こんな酔狂な計画を実現するため、東京都は37億円の招致費用も投じる。招致できなければ全てパー。仮に招致がかなっても、3000億円が必要になる。なんともバブリーな話だが、「子どもたちに夢と感動を」とか言って、莫大な都税の浪費を正当化するのだから悪質だ。

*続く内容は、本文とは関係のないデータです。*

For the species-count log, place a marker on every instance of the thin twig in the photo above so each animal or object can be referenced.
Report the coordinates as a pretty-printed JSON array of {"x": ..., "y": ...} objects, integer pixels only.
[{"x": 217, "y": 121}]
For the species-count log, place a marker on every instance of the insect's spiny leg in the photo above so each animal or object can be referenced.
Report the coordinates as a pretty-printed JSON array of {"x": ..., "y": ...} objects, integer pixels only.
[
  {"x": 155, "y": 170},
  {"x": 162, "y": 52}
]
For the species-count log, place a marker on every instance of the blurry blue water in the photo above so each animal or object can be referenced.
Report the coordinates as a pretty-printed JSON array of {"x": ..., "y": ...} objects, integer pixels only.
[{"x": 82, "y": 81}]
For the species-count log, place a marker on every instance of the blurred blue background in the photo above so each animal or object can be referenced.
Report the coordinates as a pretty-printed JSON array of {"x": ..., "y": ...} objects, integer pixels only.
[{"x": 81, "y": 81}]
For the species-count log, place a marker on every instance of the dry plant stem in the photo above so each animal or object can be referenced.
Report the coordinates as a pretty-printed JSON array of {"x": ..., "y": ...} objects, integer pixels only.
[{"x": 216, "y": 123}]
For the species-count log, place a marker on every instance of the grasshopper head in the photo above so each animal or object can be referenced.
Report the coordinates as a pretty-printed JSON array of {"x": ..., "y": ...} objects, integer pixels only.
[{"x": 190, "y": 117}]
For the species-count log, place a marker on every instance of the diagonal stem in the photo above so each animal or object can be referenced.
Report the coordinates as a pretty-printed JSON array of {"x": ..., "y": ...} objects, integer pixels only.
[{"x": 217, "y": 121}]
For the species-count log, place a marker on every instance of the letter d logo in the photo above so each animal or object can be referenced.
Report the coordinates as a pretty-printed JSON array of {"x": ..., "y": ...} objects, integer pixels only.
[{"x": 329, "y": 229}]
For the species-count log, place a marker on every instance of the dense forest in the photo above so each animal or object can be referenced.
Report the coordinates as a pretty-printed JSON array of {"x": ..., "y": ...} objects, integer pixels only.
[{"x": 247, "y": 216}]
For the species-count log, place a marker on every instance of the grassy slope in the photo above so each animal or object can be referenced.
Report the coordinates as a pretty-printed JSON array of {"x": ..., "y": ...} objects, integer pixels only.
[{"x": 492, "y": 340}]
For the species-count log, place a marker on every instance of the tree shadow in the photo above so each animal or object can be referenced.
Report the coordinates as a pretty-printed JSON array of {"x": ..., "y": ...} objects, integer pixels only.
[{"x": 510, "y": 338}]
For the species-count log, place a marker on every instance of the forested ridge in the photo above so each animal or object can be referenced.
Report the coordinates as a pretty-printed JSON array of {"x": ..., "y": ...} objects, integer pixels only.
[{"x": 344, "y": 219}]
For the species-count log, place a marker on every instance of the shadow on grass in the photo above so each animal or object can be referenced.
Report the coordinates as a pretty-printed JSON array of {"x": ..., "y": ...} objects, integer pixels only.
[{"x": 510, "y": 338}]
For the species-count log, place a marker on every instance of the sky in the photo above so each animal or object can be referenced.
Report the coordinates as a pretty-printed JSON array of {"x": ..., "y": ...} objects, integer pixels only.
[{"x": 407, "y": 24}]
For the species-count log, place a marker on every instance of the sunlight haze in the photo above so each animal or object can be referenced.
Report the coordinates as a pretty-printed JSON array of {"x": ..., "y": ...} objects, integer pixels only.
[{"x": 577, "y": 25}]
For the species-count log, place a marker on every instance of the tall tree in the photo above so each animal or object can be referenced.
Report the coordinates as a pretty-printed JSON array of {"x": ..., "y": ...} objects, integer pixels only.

「東京都は五輪のために4000億円を積み立てています。ただしこれは大震災以前の計画に基づいたもの。3・11を経た今、東京で生活する人たちのことを考えれば、『五輪貯金』を取り崩してでもやらなければならないことが多いはずです。だいたい感動だ何だと言っても、メディアが派手に演出し装飾している。例えば、原発事故で外出が制限された福島の子どもたちが、久しぶりに校庭に飛び出して思い切り体を動かしたときの感動に比べれば、なんと安っぽいことか。選手たちも安易に夢だ感動だと口にしているが、果たしてどこまで理解して言っているのか疑問ですね」(谷口氏)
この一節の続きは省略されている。